Let’s start by loading our data. For that, we need the pandas library that has a convenient function to read csv-files.
import pandas as pd
index_col=0 defines the location of an index column. This csv-file is not available anywhere. If you want to repeat the analysis, create a csv-file that has companies as rows and different financial figures as columns.
master_df = pd.read_csv('FINAL_FIGURES_PANEL.csv',index_col=0)
Our example data is not the best one. It has many missing values and even some inf-values. To make further analysis easier, I set pandas to consider inf-values as nan-values.
pd.options.mode.use_inf_as_na = True
We build a model where we try to predict Tobin’s Q using other financial figures from companies. Therefore we should remove those instances that do not have a Tobin’s Q value. With loc we can locate instances, in this case, those instances that have a missing value (isna() tells that) in the Tobin’s Q variable. Because we removed some instances, the index is now all messed up. With reset_index() we can set it back to a sequential row of numbers.
master_df = master_df.loc[~master_df['TobinQ'].isna()]
master_df.reset_index(inplace=True,drop=True)
Below, we apply winsorisation to the data. An explanation from Wikipedia: “Winsorisation is the transformation of statistics to set all outliers to a specified percentile of the data; for example, a 90% winsorisation would see all data below the 5th percentile set to the 5th percentile, and data above the 95th percentile set to the 95th percentile.
master_df['TobinQ'].clip(lower=master_df['TobinQ'].quantile(0.05), upper=master_df['TobinQ'].quantile(0.95),inplace = True)
With pandas, we can quickly draw a histogram of a variable. Here is Tobin’s Q. The higher frequency of values around twelve is caused by winsorisation.

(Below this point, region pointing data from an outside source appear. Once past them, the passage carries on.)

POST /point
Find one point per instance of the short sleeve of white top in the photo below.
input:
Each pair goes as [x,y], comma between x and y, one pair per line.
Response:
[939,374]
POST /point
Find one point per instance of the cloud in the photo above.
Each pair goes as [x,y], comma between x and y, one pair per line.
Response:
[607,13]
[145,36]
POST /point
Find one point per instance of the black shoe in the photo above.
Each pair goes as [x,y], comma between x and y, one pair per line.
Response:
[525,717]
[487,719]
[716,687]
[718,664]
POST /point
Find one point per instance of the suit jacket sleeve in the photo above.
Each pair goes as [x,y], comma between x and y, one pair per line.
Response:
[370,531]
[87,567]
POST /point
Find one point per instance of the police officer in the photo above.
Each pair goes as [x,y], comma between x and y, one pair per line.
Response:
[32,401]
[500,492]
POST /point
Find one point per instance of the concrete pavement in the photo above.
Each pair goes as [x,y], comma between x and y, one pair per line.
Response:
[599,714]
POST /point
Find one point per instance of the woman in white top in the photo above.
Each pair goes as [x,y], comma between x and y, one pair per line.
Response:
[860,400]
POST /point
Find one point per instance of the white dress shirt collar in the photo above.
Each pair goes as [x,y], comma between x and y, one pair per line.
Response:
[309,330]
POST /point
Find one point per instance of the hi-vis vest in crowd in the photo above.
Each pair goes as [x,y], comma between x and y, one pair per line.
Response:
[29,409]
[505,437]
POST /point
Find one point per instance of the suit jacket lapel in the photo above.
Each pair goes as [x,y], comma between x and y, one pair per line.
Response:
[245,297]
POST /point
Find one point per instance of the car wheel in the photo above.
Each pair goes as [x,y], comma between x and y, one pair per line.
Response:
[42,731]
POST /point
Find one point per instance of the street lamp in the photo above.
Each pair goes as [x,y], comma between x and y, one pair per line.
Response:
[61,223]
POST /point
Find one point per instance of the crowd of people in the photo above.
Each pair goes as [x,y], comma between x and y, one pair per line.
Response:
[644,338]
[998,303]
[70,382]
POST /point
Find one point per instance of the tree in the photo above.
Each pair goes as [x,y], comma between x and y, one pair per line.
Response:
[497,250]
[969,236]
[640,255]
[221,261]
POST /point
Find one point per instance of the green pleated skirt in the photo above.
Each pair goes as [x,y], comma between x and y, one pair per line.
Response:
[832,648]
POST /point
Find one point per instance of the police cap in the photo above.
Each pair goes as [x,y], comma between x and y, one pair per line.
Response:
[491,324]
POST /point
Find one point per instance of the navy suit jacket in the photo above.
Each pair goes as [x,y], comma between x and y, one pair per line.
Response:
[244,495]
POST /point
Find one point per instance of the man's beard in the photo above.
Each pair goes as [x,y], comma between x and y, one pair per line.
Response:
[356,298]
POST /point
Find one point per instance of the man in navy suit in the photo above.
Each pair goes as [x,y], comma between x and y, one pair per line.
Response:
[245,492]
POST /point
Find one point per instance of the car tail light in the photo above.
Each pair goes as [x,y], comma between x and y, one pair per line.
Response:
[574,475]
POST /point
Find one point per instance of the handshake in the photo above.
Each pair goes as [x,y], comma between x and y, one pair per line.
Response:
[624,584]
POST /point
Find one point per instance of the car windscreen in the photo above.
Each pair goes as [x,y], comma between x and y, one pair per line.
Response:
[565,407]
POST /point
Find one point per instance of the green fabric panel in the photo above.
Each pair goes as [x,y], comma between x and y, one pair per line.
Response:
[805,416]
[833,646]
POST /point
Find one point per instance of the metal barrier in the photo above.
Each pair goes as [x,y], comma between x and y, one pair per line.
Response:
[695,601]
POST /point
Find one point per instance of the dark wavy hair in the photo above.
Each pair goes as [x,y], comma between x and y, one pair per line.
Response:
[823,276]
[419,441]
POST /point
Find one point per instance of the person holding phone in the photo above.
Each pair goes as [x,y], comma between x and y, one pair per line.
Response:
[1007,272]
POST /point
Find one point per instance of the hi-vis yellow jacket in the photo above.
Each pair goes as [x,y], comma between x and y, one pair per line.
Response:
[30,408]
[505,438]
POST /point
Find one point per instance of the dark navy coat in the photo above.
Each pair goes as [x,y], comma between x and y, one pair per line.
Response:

master_df['TobinQ'].hist()
<matplotlib.axes._subplots.AxesSubplot at 0x7f34e95ec460>
Our dataframe has many variables. However, there are very similar variables, and we use only part of them to get meaningful results.
master_df.columns
Index(['CIK', 'Name', 'Year', 'TOTAL ASSETS (U.S.$)', 'COMMON EQUITY (U.S.$)',
'MARKET CAPITALIZATION (U.S.$)', 'NET SALES OR REVENUES (U.S.$)',
'NET INCOME (U.S.$)', 'EARNINGS PER SHARE',
'EARNINGS BEF INTEREST & TAXES', 'DIVIDEND YIELD - CLOSE',
'NET SALES/REVENUES -1YR ANN GR', 'NET INCOME - 1 YR ANNUAL GROWT',
'RETURN ON EQUITY - TOTAL (%)', 'RETURN ON ASSETS',
'RETURN ON INVESTED CAPITAL', 'SELLING, GENERAL & ADM / SALES',
'RESEARCH & DEVELOPMENT/SALES', 'OPERATING PROFIT MARGIN',
'TOTAL DEBT % TOTAL CAPITAL/STD', 'QUICK RATIO', 'CURRENT RATIO',
'BRANDS, PATENTS - NET', 'BRANDS, PATENTS - ACCUM AMORT',
'BRANDS, PATENTS - GROSS', 'EMPLOYEES',
'EMPLOYEES - 1 YR ANNUAL GROWTH', 'SALES PER EMPLOYEE',
'ASSETS PER EMPLOYEE', 'CURRENT LIABILITIES-TOTAL', 'TOTAL LIABILITIES',
'TOTAL INVESTMENT RETURN', 'PRICE/BOOK VALUE RATIO - CLOSE',
'PRICE VOLATILITY', 'FOREIGN ASSETS % TOTAL ASSETS',
'FOREIGN SALES % TOTAL SALES', 'FOREIGN INCOME % TOTAL INCOME',
'FOREIGN RETURN ON ASSETS', 'FOREIGN INCOME MARGIN', 'EXPORTS',
'PROVSION FOR RISKS & CHARGES', 'WORKING CAPITAL', 'RETAINED EARNINGS',
'ACCOUNTS PAYABLE/SALES', 'CASH FLOW/SALES', 'COST OF GOODS SOLD/SALES',
'TobinQ', 'AltmanZ'],
dtype='object')
As predictors, we pick the following variables. There are still highly correlated variables. One good aspect of tree-based boosting methods is that multicollinearity is much less of an issue.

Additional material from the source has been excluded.